Algebra, branch of mathematics in which letters are used to represent basic arithmetic relations. As in arithmetic, the basic operations of algebra are addition, subtraction, multiplication, division, and the extraction of roots. Arithmetic, however, cannot generalize mathematical relations such as the Pythagorean theorem, which states that the sum of the squares of the sides of any right triangle is also a square. Arithmetic can only produce specific instances of these relations (for example, 3, 4, and 5, where 3² + 4² = 5²).
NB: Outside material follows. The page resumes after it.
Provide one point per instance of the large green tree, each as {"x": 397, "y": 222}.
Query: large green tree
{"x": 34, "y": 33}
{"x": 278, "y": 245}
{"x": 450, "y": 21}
But algebra can make a purely general statement that fulfills the conditions of the theorem: a² + b² = c². Any number multiplied by itself is termed squared and is indicated by a superscript number 2. For example, 3 × 3 is notated 3²; similarly, a × a is equivalent to a²(see Exponent; Power; Root).

Classical algebra, which is concerned with solving equations, uses symbols instead of specific numbers and uses arithmetic operations to establish ways of handling symbols (see Equation; Equations, Theory of). Modern algebra has evolved from classical algebra by increasing its attention to the structures within mathematics. Mathematicians consider modern algebra to be a set of objects with rules for connecting or relating them. As such, in its most general form, algebra may fairly be described as the language of mathematics.